JDK-8347712 : IllegalStateException on multithreaded ZipFile access with non-UTF8 charset
  • Type: Bug
  • Component: core-libs
  • Sub-Component: java.util.jar
  • Affected Version: 15
  • Priority: P3
  • Status: Resolved
  • Resolution: Fixed
  • OS: linux_ubuntu
  • CPU: x86_64
  • Submitted: 2025-01-14
  • Updated: 2025-05-21
  • Resolved: 2025-05-14
The Version table provides details related to the release that this issue/RFE will be addressed.

Unresolved : Release in which this issue/RFE will be addressed.
Resolved: Release in which this issue/RFE has been resolved.
Fixed : Release in which this issue/RFE has been fixed. The release containing this fix may be available for download as an Early Access Release or a General Availability Release.

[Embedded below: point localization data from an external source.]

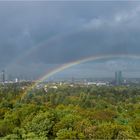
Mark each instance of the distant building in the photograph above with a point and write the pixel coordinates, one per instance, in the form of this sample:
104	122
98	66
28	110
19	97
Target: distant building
118	77
3	76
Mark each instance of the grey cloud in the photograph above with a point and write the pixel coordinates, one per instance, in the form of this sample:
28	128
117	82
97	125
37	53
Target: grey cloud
36	34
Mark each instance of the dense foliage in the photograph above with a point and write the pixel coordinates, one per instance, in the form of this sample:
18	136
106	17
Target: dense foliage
78	112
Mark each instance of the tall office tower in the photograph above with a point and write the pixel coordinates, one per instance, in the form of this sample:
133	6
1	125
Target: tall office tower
118	77
3	76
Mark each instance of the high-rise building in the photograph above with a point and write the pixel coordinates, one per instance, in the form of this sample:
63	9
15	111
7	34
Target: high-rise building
118	77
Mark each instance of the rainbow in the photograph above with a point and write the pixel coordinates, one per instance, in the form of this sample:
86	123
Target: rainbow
74	63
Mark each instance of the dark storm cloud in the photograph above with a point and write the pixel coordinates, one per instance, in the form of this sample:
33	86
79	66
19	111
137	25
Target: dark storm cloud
36	34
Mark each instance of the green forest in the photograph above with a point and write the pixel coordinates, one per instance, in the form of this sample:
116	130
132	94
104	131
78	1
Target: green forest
78	112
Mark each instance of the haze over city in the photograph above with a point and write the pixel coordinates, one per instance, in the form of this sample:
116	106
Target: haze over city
38	36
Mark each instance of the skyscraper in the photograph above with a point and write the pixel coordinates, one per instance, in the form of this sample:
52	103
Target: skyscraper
118	77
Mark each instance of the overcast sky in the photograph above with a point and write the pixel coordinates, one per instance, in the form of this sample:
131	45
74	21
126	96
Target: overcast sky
36	36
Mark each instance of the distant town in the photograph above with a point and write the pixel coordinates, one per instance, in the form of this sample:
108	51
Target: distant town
117	80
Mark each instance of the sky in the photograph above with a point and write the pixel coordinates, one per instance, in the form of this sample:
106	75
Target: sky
36	36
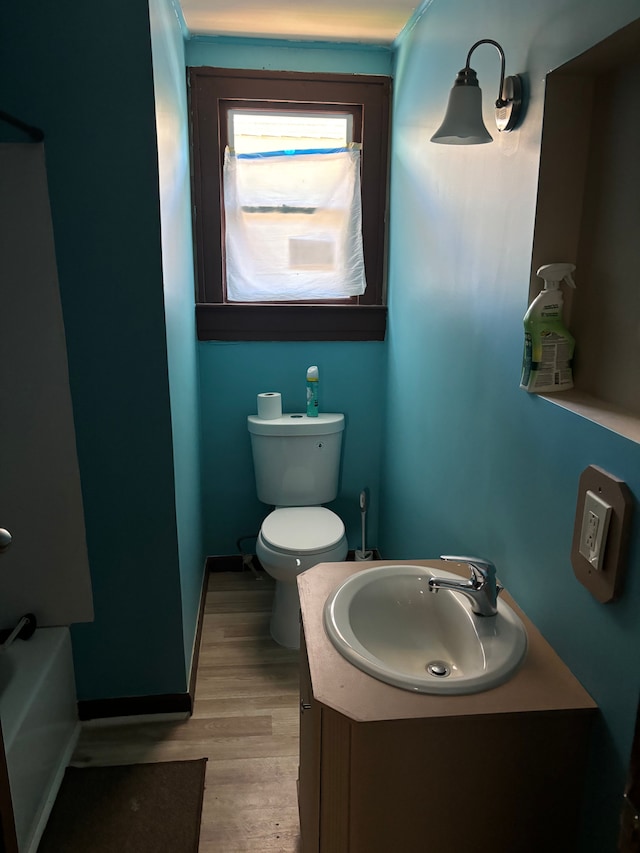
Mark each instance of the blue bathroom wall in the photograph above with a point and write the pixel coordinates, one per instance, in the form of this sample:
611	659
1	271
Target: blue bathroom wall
277	55
472	463
84	74
352	374
177	263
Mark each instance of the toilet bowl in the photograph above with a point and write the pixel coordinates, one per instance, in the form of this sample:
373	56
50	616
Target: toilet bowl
292	540
296	460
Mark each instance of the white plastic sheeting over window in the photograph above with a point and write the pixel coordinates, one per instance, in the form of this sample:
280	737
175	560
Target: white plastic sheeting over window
293	225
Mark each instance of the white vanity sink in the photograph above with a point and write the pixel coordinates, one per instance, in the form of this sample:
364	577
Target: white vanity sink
387	622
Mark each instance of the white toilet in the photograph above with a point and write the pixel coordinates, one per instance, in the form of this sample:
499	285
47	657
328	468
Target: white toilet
296	461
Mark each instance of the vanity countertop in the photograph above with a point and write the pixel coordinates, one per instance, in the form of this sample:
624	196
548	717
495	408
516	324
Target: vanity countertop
543	682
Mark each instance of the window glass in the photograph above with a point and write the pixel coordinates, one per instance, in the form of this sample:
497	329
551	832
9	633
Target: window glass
293	225
253	131
263	112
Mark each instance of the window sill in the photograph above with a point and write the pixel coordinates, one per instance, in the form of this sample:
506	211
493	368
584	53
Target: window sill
291	322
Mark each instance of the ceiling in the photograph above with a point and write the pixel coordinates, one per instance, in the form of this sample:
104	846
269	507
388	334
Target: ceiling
355	21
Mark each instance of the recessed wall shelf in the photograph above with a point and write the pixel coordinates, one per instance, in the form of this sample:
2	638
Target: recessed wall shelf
588	214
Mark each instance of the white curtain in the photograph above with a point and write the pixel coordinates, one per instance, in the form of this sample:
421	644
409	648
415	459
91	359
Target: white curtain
293	225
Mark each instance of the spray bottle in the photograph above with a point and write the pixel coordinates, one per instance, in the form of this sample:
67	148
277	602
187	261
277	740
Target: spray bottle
312	392
548	346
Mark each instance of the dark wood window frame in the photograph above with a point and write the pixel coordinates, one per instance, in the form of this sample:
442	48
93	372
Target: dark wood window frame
212	91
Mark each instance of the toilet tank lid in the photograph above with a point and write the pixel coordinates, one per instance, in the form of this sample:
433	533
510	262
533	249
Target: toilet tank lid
296	424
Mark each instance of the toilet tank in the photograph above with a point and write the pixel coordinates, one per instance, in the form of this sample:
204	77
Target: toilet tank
296	458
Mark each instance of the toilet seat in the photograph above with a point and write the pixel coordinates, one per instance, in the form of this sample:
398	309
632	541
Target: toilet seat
302	529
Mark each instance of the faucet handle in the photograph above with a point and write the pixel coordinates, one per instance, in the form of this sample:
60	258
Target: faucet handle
480	569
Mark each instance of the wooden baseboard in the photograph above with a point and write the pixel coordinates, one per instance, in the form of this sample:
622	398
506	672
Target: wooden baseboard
130	706
166	703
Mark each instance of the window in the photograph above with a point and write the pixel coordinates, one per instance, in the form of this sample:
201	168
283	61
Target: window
337	121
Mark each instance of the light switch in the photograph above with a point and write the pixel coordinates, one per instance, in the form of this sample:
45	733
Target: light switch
601	533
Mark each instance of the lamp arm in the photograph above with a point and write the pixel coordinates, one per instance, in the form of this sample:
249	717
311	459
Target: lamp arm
500	102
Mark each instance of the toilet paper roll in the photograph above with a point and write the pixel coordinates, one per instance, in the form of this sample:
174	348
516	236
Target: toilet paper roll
269	405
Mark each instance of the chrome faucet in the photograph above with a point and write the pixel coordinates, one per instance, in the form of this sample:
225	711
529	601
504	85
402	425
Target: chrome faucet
481	588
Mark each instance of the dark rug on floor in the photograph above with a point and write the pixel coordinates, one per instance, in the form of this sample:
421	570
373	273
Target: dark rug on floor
138	808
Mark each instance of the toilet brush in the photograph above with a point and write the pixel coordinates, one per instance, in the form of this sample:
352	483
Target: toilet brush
363	554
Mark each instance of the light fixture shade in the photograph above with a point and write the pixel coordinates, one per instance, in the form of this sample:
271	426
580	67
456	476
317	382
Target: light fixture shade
463	123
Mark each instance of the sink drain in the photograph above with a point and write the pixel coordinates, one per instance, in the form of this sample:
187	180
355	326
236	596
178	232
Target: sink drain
438	668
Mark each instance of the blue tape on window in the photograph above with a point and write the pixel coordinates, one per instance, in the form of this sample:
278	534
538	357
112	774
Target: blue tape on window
290	152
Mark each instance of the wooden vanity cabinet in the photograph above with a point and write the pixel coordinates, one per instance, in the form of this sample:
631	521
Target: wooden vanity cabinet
385	770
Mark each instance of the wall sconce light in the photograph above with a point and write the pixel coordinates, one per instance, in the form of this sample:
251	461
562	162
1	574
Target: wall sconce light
463	124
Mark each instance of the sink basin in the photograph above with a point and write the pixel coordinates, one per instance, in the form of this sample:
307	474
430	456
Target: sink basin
386	622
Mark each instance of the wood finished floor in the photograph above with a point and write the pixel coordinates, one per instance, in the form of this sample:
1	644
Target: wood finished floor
245	722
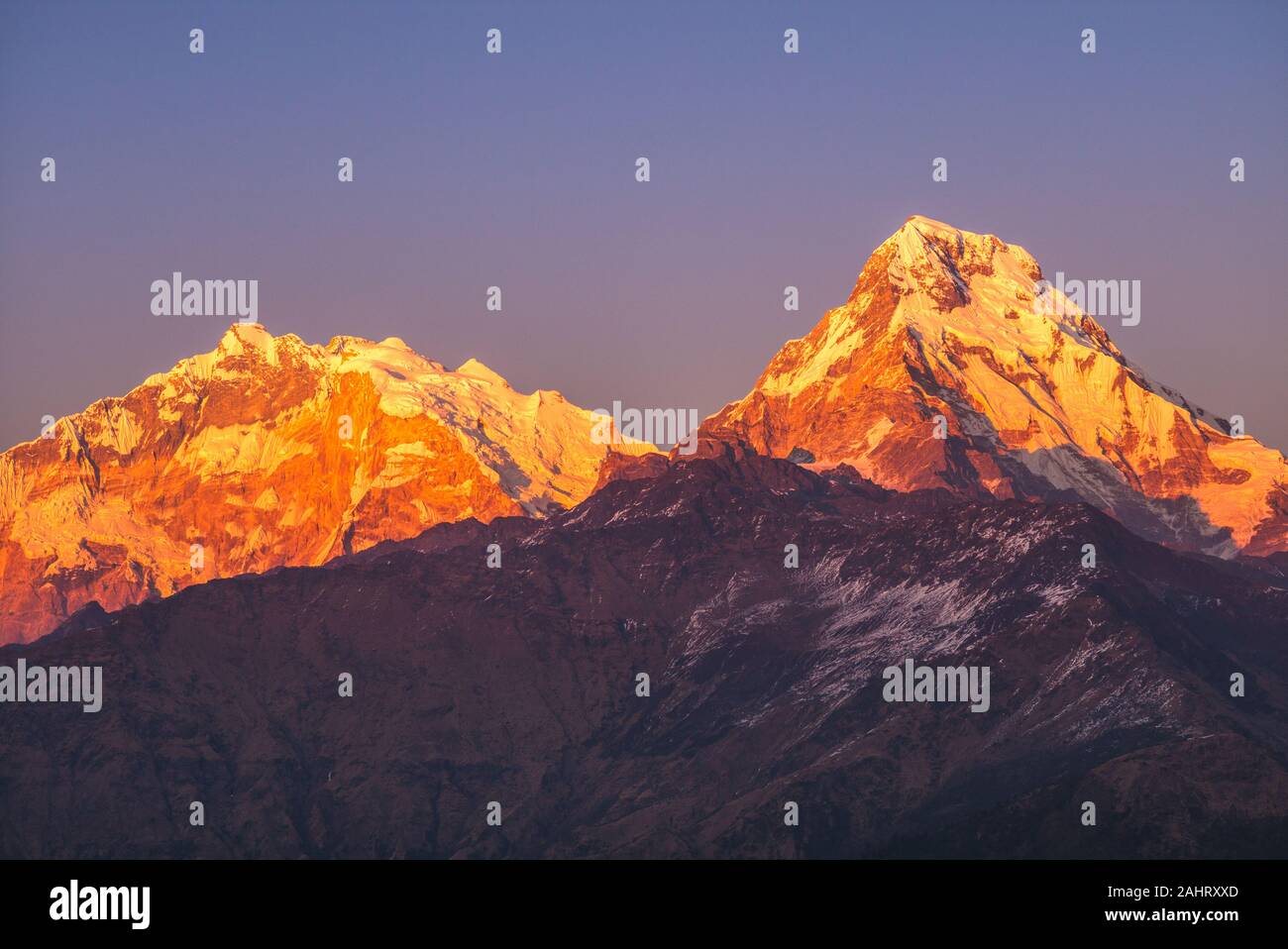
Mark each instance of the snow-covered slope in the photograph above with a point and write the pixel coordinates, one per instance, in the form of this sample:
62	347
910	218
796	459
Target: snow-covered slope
941	322
269	452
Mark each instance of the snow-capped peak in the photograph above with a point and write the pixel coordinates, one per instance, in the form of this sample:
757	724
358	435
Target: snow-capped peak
944	369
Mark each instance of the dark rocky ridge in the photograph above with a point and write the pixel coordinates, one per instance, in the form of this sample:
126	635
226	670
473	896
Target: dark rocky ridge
516	685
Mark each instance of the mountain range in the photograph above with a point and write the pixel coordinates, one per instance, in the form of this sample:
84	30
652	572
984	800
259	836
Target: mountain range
939	371
270	452
1035	400
618	652
520	685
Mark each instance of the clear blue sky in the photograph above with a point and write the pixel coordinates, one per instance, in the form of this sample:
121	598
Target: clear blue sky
518	170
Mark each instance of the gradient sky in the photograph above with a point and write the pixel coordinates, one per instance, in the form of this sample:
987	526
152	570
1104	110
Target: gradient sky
518	170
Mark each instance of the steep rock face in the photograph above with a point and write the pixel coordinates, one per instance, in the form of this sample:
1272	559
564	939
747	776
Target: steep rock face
1039	406
520	685
271	452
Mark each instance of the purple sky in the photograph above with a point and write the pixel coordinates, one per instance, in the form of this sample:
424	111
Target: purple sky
518	170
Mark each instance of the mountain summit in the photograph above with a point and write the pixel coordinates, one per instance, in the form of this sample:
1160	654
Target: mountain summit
268	452
941	369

To download the current JDK release, click here.
JDK 25
25 b23Fixed
Related Reports
Causes :  
Description
ADDITIONAL SYSTEM INFORMATION :
Windows is likely affected, too.

observed on Linux 6.8.0-51-generic #52~22.04.1-Ubuntu SMP PREEMPT_DYNAMIC Mon Dec  9 15:00:52 UTC 2 x86_64 x86_64 x86_64 GNU/Linux

A DESCRIPTION OF THE PROBLEM :
If multiple threads each instantiate their own java.util.zip.ZipFile instance using some java.nio.charset.Charset other than UTF_8 then they share the identical java.nio.charset.CharsetDecoder instance in Java 17, 21, 23, and 25 Build 5 (2025/1/9). The shared decoder is found following the private fields from ZipFile named res, zsrc, zc, dec. Iterating over the entries from both threads often yields an exception with the following stack trace (Java 17 in this case):

java.lang.IllegalStateException: Current state = RESET, new state = FLUSHED
	at java.base/java.nio.charset.CharsetDecoder.throwIllegalStateException(CharsetDecoder.java:996)
	at java.base/java.nio.charset.CharsetDecoder.flush(CharsetDecoder.java:679)
	at java.base/java.nio.charset.CharsetDecoder.decode(CharsetDecoder.java:808)
	at java.base/java.util.zip.ZipCoder.toString(ZipCoder.java:59)
	at java.base/java.util.zip.ZipFile.getZipEntry(ZipFile.java:658)
	at java.base/java.util.zip.ZipFile$ZipEntryIterator.next(ZipFile.java:517)
	at java.base/java.util.zip.ZipFile$ZipEntryIterator.nextElement(ZipFile.java:505)
	at java.base/java.util.zip.ZipFile$ZipEntryIterator.nextElement(ZipFile.java:483)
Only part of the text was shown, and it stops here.